Police eventually arrested the defendant and charged him with attempted rape and other offenses. The defendant filed a pretrial motion seeking suppression of evidence from the “phone dump” conducted by the police during the interview. At the hearing, the trial court granted the defendant’s pretrial suppression motion, suppressing all the evidence that was seized from the defendant’s cellphone. The Commonwealth filed an appeal and argued that this suppression order substantially handicapped its prosecution.
The Superior Court’s Panel Decision
On appeal, the Commonwealth argued that “[c]ommon sense and a view of the surrounding situation would indicate to any reasonable, semi-intelligent person that if a request is being made of him, the converse option is also a possible right available to him.” The defendant argued that the consent form that he signed “did not advise him what his rights where, and [the detective] never told him that he was free to leave and free to withhold consent.” A three-member panel of the Superior Court agreed with the defendant and affirmed the trial court’s decision. The Commonwealth then filed an application for re-argument with a full panel of the Superior Court.

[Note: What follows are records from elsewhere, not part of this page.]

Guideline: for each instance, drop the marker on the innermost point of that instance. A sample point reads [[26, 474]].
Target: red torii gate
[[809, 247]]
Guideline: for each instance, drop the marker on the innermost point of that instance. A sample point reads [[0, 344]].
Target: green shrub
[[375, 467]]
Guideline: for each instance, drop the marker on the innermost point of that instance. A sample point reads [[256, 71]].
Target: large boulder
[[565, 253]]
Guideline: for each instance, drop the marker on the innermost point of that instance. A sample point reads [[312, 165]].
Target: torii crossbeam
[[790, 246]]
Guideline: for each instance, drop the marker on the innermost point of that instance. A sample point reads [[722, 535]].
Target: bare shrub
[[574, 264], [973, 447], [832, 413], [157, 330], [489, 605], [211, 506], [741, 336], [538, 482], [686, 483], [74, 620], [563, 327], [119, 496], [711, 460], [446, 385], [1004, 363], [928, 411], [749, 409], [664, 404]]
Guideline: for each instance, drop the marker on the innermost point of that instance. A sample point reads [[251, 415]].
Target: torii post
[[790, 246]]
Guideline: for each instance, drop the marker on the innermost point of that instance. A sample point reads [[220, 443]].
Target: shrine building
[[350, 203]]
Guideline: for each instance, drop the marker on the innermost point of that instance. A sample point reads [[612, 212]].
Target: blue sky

The Pennsylvania Superior Court’s En Banc Decision
The Pennsylvania Superior Court affirmed the trial court’s decision. The Superior Court agreed with the trial court that “the Commonwealth did not establish that the defendant consented to the cell phone dump” and that the form used by detectives “fails to explain [the defendant’s] rights with regard to stored data.” Additionally, the form did not explain what the defendant was consenting to. Further, the detective asking the defendant “if he minded if we looked at his phone” did not make it clear that the police intended to do a complete data dump of his phone. Therefore, the defendant must still stand trial for the aforementioned charges, but the Commonwealth will not be allowed to use the evidence they obtained from his phone at trial.